May 3, 2024

E.U. Members at Odds on Banking Regulation and Greece

Also Monday, the finance ministers postponed at least until Nov. 20 a decision on releasing a long-delayed installment of €31.5 billion in aid to Greece. The country’s finance minister warned that without the aid, the country’s risk of defaulting on its debt remained high.

A plan to establish a single banking supervisor under the aegis of the European Central Bank for the 6,000 lenders in the euro area dominated a second day of talks here. The meeting Monday concentrated on the plight of Greece, which still threatens to derail the euro zone after dragging on for more than two years.

The new banking supervisor is seen as a major step toward breaking the so-called doom loop in which frail banks can endanger national finances and push countries toward full bailouts.

Germany made the creation of the single supervisor a prerequisite for states to tap a newly created European bailout fund and use the money to recapitalize their banks directly.

But Luc Freiden, the finance minister of Luxembourg, said Tuesday that the system still could be months away.

“We shouldn’t be fixed to dates,” Mr. Freiden said. “If it takes three months longer, it’s no problem.”

Maria Fekter, the Austrian finance minister, asked whether the creation of the new regulator would require changes to the E.U. treaty, or “would be the better solution” in creating a banking union. “Speed kills when we don’t have the best solution,” she told ministers.

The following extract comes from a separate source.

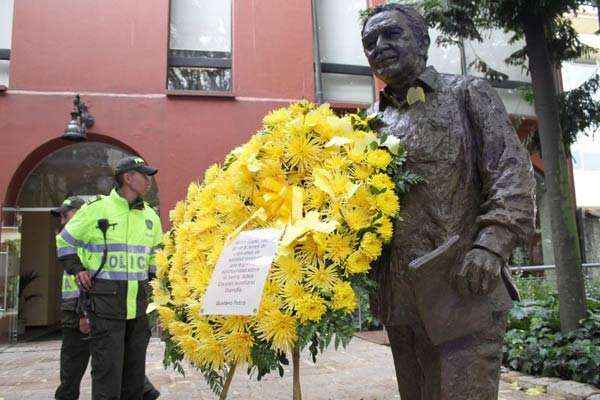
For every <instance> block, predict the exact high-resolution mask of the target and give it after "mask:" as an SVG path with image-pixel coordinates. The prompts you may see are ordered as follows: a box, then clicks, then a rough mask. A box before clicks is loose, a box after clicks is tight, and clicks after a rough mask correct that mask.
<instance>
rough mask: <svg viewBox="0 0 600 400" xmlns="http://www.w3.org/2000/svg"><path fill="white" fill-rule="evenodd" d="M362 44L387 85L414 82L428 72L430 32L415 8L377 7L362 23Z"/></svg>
mask: <svg viewBox="0 0 600 400" xmlns="http://www.w3.org/2000/svg"><path fill="white" fill-rule="evenodd" d="M362 41H363V48H364V50H365V55H366V56H367V59H368V60H369V64H370V65H371V69H372V70H373V73H374V74H375V75H376V76H377V77H379V78H380V79H381V80H383V81H384V82H385V83H387V84H388V85H403V84H406V83H409V82H412V81H413V80H414V79H415V78H417V77H418V76H419V75H421V73H422V72H423V71H424V70H425V66H426V63H427V51H428V49H429V43H430V39H429V33H428V29H427V23H426V22H425V19H424V18H423V16H422V15H421V14H419V13H418V12H417V10H416V9H415V8H414V7H411V6H406V5H401V4H395V3H392V4H386V5H383V6H378V7H375V8H374V9H373V11H372V13H371V15H370V16H369V17H368V18H367V20H366V21H365V22H364V24H363V28H362Z"/></svg>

The European Commission has said a unified system of regulation could be up and running next year. Germany is among the countries that have urged caution, saying that rushing the process would risk creating new loopholes. Britain and Sweden say much work still needs to be done to ensure the system does not discriminate against E.U. countries outside of the euro area.

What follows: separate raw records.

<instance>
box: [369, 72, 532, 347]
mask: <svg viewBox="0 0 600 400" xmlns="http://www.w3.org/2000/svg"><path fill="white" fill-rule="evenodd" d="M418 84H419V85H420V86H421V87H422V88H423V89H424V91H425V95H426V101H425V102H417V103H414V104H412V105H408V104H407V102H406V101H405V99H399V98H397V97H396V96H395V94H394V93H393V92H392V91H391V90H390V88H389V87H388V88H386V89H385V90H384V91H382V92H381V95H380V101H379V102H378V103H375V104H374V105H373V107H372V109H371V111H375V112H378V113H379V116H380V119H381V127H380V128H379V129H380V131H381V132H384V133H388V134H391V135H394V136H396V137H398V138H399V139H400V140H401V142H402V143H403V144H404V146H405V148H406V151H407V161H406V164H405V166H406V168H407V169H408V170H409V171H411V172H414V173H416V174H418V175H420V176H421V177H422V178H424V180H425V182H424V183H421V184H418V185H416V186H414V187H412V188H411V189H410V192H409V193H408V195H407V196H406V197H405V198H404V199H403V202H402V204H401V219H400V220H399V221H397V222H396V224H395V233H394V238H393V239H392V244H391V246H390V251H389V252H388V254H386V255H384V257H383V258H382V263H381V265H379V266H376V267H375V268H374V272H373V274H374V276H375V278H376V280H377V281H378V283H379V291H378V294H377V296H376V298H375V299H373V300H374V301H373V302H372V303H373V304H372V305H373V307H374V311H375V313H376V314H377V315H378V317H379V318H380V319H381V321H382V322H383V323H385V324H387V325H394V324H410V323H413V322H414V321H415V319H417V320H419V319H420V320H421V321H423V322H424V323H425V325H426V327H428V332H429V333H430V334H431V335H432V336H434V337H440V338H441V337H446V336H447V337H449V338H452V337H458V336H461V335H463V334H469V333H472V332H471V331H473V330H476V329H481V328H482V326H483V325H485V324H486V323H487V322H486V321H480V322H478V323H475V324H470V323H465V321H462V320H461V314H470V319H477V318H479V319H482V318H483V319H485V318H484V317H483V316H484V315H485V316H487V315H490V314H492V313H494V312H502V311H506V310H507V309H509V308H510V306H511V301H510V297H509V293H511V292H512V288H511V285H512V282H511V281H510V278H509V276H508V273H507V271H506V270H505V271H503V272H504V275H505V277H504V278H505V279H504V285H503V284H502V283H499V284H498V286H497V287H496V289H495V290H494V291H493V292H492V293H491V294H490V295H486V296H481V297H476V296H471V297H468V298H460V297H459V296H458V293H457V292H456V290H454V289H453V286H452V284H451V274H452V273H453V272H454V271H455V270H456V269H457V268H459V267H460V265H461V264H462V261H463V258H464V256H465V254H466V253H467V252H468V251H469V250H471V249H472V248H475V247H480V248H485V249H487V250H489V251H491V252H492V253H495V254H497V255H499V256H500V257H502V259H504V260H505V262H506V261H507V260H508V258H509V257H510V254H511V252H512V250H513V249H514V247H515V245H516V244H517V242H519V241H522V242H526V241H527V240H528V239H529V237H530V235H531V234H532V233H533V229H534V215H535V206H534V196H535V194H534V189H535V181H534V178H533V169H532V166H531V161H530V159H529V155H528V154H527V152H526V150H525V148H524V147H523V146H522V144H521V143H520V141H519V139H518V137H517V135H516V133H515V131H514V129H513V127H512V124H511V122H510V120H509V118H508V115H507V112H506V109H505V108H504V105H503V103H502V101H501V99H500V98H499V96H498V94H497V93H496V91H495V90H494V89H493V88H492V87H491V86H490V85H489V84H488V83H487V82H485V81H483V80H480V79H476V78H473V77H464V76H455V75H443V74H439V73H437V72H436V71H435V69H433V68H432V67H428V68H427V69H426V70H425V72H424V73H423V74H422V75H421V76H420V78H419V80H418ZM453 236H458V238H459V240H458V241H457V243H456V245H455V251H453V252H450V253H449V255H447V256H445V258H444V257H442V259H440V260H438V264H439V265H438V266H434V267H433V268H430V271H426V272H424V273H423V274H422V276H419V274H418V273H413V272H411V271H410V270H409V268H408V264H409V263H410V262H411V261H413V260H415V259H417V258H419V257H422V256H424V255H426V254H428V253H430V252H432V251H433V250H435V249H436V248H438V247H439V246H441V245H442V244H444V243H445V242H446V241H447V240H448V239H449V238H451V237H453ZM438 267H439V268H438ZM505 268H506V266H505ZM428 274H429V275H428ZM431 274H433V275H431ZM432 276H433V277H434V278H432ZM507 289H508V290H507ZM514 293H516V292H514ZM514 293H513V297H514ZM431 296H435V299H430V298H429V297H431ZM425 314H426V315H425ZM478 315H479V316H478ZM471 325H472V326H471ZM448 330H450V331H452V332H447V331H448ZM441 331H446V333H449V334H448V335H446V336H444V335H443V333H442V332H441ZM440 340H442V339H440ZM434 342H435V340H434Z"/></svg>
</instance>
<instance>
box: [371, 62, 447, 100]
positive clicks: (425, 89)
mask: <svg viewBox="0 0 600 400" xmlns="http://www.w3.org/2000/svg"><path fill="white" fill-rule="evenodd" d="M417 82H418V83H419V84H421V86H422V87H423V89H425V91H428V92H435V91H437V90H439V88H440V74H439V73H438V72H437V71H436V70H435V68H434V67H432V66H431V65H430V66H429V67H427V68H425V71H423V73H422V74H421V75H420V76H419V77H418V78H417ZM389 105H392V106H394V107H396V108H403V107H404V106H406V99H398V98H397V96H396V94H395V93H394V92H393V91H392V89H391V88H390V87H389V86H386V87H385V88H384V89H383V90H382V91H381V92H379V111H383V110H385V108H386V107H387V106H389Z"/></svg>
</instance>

“We cannot see a compromise with only the current modalities on the table,” Anders Borg, the Swedish finance minister, said Tuesday. “The E.C.B. could be the supervisor but then we need to consider a treaty change. Either you must change the treaty so it’s clear that every member is treated equitably, or you need to move it outside of the E.C.B.”

Finance ministers also discussed creating a “Robin Hood tax” — a fee levied on equity trades.

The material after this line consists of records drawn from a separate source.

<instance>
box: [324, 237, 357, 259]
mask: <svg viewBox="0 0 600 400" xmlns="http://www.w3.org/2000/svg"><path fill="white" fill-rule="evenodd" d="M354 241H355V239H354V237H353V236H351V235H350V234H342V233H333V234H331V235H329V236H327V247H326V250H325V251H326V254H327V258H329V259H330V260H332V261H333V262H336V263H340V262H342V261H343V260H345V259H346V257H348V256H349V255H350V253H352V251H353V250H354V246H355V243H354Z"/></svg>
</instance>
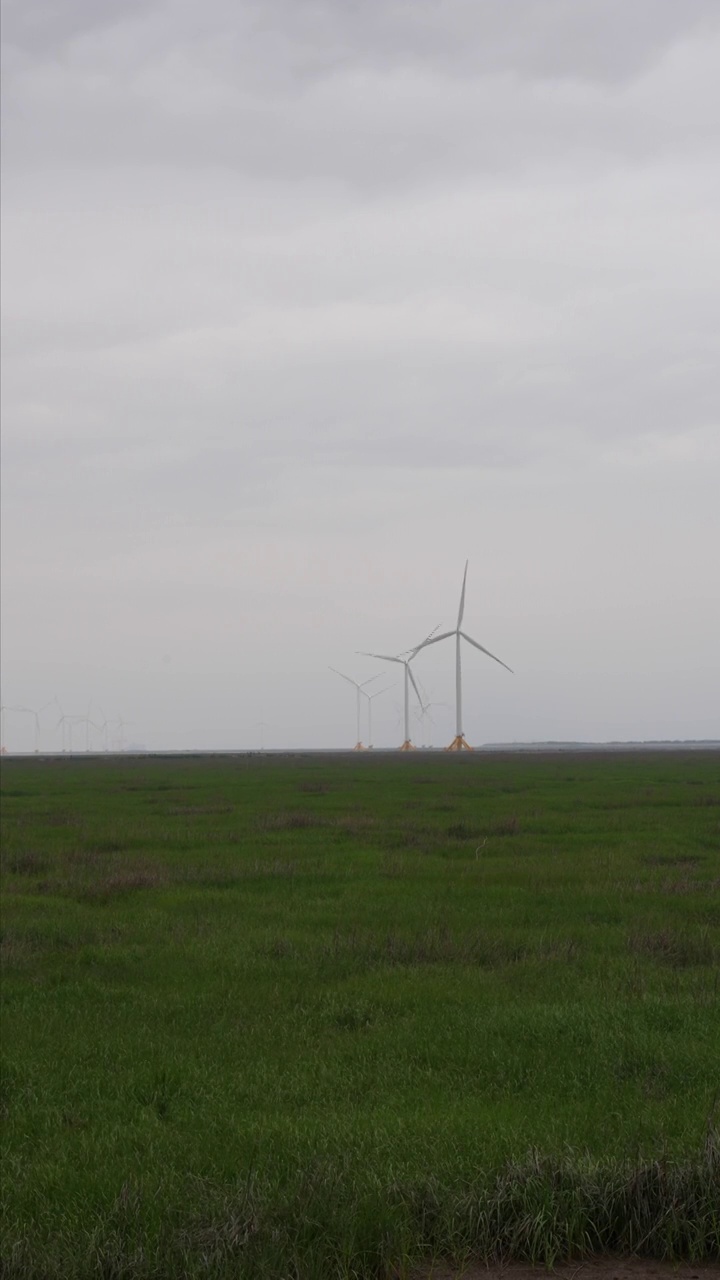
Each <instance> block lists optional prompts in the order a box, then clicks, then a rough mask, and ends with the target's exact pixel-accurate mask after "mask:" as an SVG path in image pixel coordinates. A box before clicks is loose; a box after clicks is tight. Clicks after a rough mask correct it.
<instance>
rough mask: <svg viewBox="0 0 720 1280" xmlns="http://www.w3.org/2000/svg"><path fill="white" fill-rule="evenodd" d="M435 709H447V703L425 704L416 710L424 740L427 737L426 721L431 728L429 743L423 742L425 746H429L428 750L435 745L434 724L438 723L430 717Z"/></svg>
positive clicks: (430, 731)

Britain and Sweden are among the countries that have said they would not participate in such a tax, but 11 of the 27 E.U. countries have expressed interest in going forward with the plan. On Tuesday, Wolfgang Schäuble, the German finance minister, said plans for the tax “will gather momentum.”

In a sign that repairing the Greek economy and the euro would continue to be a rancorous process even after years of crisis, Jean-Claude Juncker, the prime minister of Luxembourg, and Christine Lagarde, the managing director of the International Monetary Fund, drew strikingly different conclusions late Monday about how long it should take to bring the towering Greek debt under control.

The disagreement is a hugely sensitive matter for Greece’s biggest creditors in the euro area and for Germany in particular. The government in Berlin wants to avoid the political fallout from the higher costs that would result from meeting the I.M.F.’s target for cutting Greek debt to 120 percent of gross domestic product by 2020. The debt is now estimated at 175 percent of G.D.P.

Mr. Schäuble said that meeting the I.M.F. target was “possibly a little too ambitious” given worsening economic conditions across Europe.

He also said that Greece’s creditors would find ways to help the country meet the higher costs resulting from giving it more time to meet fiscal goals now set for 2016, other than handing over more money.

“There are no considerations to top up the program,” Mr. Schäuble said. “In the end it will be all about guarantees, not transfer for Greece.”

Creditors could agree instead to “take some measures to reduce interest rates that will have an immediate effect” on the Greek budget, he said.

A draft copy of a report by the troika of international lenders — the European Commission, the European Central Bank and the International Monetary Fund — that was circulating at the meeting said the bill for allowing Greece more time would be €32.6 billion, or $41 billion.

Helping Greece through 2014 would require €15 billion, partly to make up for lower-than-expected proceeds from privatizations, according to the draft report.

An additional €17.6 billion would be needed for 2015-16 because Greece was expected to be servicing more debt than previously forecast and because the country may be unable to tap capital markets, the draft report said.

Late Monday, ministers put off a decision on releasing a €31.5 billion installment of aid to Greece until officials could assess the country’s progress in implementing measures Athens agreed to take as a condition for receiving two bailout packages totaling €240 billion.

Yannis Stournaras, the Greek finance minister, said that without the funding the country was still perilously close to defaulting on its debt.

“The risk of an accident is very great,” Mr. Stournaras told the European Parliament’s economic and social affairs committee. “Time is running out, society is exhausted.”

Even after euro zone finance ministers approve the aid, it still must be cleared by a number of national parliaments.

Niki Kitsantonis contributed reporting from Athens.